Nach 25 Jahren war 2010 Schluss
Auch das Original Naabtal Duo schaffte dank des Wettbewerbs den Durchbruch. Wolfgang Edenharder und Willi Seitz gewannen 1988 für Deutschland mit „Patrona Bavariae“. Der Titel entwickelte sich zu einem der erfolgreichsten Lieder der volkstümlichen Musik und machte das Duo weit über Bayern hinaus bekannt. Für die Jungen Klostertaler war der Grand Prix ebenfalls der Wendepunkt. Die Vorarlberger Formation existierte bereits seit den 1970er-Jahren, doch erst der Sieg 1993 mit „An a Wunder hob i g'laubt“ brachte den großen Durchbruch.

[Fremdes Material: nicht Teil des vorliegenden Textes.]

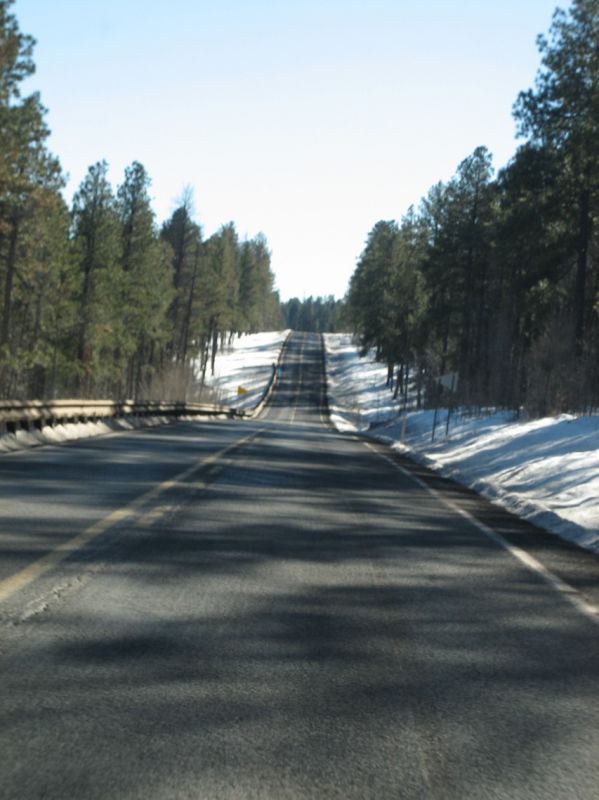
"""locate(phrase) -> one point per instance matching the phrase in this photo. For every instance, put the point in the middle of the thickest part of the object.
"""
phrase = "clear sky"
(309, 120)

Auch Maximilian Arland startete seine Karriere auf der Grand-Prix-Bühne. Gemeinsam mit seinem Bruder Hansi und Vater Henry gewann er 1994 mit „Echo der Berge“ den Wettbewerb. Später trat er insgesamt fünfmal beim Grand Prix an und etablierte sich anschließend als Moderator zahlreicher Musiksendungen. Eine ähnliche Entwicklung nahm Francine Jordi. Die Schweizer Sängerin gewann 1998 mit „Das Feuer der Sehnsucht“. Der Erfolg machte sie zu einer festen Größe im Schlager und in zahlreichen Fernsehshows: So moderierte sie unter anderem 2008 den „Grand Prix der Volksmusik“, zehn Jahre nach ihrem Sieg.
25 Ausgaben lang lief der Grand Prix, 2010 wurde in Wien zum letzten Mal ein Sieger gekürt: das deutsche Duo Belsy und Florian Fesl. Danach war Schluss: Im September des Jahres verkündeten die austragenden Sender ARD, ORF und SRF wegen zu niedriger Einschaltquoten das Aus für den Wettbewerb. (tsch)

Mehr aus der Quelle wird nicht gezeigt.